Michael Tamblyn, Chief Content Officer, Kobo Inc. discussed Kobo’s role in the indie environment. Kobo had a fantastic December as it doubled content sales and device sales were up 150%. After Google left indies, Kobo jumped in with the ABA. Google had asked retailers to compete online, which is very hard to do, and booksellers are not set up to do this. Kobo felt that they could leverage the strengths that they already had. One of the major things that booksellers can do is to hand sell and they have a relationship with the customer.
Some of the problems they faced included how to distribute to all these indie bookstores. They couldn’t use any of the typical electronics distributors. Kobo realized that indies already use Ingram and so tapped Ingram to do the distribution. Another problem was how to get people trained to answer customers’ questions. They put together a 26 person field team to do education.
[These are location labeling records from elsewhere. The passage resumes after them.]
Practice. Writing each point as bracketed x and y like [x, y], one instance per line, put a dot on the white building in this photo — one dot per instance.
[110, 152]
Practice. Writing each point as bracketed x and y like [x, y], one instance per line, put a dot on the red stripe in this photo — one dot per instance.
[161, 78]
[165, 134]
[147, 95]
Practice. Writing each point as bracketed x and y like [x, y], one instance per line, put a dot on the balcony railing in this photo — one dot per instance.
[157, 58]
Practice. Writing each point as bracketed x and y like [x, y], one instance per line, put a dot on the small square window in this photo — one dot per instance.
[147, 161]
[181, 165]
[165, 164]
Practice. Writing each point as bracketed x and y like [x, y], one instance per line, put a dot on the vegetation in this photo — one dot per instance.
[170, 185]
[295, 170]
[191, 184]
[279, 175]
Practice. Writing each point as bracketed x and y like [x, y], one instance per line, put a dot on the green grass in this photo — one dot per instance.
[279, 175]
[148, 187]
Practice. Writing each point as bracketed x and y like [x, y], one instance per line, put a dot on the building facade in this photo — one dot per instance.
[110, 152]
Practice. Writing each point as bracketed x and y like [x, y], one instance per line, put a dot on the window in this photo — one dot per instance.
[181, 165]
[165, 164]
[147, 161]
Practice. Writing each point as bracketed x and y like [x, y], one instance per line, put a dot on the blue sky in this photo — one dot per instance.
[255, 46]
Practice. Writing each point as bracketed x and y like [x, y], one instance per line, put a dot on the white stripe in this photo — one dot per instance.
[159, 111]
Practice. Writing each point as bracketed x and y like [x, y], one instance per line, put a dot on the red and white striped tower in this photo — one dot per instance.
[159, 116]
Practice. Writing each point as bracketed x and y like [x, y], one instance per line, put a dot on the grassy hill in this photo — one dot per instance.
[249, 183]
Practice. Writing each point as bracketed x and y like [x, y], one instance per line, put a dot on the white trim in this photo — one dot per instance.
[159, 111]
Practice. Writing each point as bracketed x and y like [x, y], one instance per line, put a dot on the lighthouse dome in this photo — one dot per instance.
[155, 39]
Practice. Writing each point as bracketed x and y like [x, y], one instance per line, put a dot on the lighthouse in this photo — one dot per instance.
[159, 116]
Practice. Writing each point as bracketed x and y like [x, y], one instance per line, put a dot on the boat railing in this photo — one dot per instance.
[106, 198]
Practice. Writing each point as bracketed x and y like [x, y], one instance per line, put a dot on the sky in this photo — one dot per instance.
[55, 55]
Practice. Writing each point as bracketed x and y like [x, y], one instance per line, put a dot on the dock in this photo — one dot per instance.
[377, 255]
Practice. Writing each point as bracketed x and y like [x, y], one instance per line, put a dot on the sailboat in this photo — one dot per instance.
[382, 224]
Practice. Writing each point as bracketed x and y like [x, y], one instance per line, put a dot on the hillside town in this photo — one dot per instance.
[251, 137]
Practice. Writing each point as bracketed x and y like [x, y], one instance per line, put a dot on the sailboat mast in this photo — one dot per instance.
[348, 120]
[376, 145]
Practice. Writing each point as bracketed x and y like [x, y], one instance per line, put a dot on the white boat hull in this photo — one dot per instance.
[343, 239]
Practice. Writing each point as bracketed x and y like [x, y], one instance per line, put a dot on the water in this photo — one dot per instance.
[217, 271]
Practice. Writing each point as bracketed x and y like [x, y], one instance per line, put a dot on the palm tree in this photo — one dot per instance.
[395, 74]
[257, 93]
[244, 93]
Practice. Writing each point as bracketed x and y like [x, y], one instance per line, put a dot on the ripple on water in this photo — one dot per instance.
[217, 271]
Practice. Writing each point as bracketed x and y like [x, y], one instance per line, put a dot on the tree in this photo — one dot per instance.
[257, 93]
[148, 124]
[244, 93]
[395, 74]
Devices went into 450 ABA stores in November, and Kobo has now been able to get a sense of how an indie book reader is different. They buy more expensive ebooks and have a completely different price tolerance from the “regular” ebook reader. Indie ebook buyers buy less backlist titles and they buy at a much higher price level. They also buy different ebooks in that they buy less fiction and much more non-fiction biography, business, history, political science, etc. For the fiction sales, indie buyers purchase much more literary fiction and less genre fiction. There is also a “shocking” lack of romance and erotica.
Kobo is going into the indie space because they feel that there is a core of traditional readers that are on the sidelines and waiting to make a decision as to whether to jump into digital. They also feel that this is good practice to moving overseas where indies are far more prevalent, as many countries do not have a dominant national bookstore chain.